On 23-May-2016 14:54 -0500, Darren Strong wrote:
Is there an equivalent to SNDMSG for sending to another LPAR or
system on the same network? I'd like to populate a remote message
queue with a message.
  What is the scenario?  If there is already something being performed 
[previously] from the local system, at the remote system [e.g. for which 
that SNDMSG might be used to inform of completion of the prior work], 
such as over a connection via FTP, DRDA, or DDM, then probably just 
continue using that same connection-method with whatever feature is 
provided with that method to run a command on the remote system.
  How much needs to be known about the sender?  OS-provided means of 
starting remote work may not be very informative of the message-sourced 
details, at least by default.  Of course any such messaging could be 
explicitly coded to reveal such info, as part of the message text or as 
message data [when using a MSGID]; I thought I recalled the latter is 
what SNDNETMSG does, but I could find no messages in the CPI8050 or 
CPI8060 range that would confirm that the Send Network Message 
(SNDNETMSG) provides some details about the sending-system and other 
sent-from details.  Anyhow, in many cases the sender details might be 
the [effective] daemon job or server job name that accepted the request, 
and a job for which the user may not match the user name of the system 
from which the message originated; i.e. the user might be the default 
user profile associated with the server job of whichever feature was 
used [e.g. FTP QUOTE RCMD, Run Remote Command (RUNRMTCMD)

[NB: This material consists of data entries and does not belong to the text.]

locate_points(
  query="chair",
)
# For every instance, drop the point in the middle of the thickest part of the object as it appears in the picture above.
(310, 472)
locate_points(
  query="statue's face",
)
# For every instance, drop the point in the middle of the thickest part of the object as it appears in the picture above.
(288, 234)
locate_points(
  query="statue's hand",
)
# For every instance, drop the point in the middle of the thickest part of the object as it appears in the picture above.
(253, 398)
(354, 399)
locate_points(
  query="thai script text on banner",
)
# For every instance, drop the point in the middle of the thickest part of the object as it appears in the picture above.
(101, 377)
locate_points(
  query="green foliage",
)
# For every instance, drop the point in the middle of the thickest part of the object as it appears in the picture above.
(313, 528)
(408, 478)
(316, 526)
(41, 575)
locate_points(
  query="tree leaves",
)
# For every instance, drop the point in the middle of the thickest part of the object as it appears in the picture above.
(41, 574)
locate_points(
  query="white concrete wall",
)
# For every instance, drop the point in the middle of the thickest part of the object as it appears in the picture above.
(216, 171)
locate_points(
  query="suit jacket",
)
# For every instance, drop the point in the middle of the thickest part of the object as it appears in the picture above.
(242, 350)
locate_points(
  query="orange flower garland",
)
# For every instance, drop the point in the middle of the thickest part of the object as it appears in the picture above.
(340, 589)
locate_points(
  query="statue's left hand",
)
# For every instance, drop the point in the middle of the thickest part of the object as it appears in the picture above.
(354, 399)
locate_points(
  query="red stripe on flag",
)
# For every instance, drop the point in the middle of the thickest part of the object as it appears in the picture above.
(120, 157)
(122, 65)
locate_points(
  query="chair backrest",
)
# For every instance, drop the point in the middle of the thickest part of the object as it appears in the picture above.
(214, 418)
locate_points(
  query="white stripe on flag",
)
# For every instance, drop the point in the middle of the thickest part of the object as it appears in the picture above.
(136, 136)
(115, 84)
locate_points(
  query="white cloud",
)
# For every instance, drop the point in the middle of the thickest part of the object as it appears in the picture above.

, Submit Remote Command (SBMRMTCMD), DRDA SQL, etc.] no matter which 
variant of messaging is used, such as the Send Message (SNDMSG), Send 
User Message (SNDUSRMSG), Send Break Message (SNDBRKMSG), et al.
  Note: The Data Queue (DTAQ) is a variation of a Message Queue (MSGQ); 
both are called queues [though the latter is a space-object IIRC], and 
both accept effective /messages/ as data\entries, and each has methods 
to retrieve those /messages/ from the queue.  Noted, because the DTAQ 
has built-in Remote-system support via DDM; see the Remote Data Queue 
(RMTDTAQ) parameter on the Create Data Queue (CRTDTAQ) command.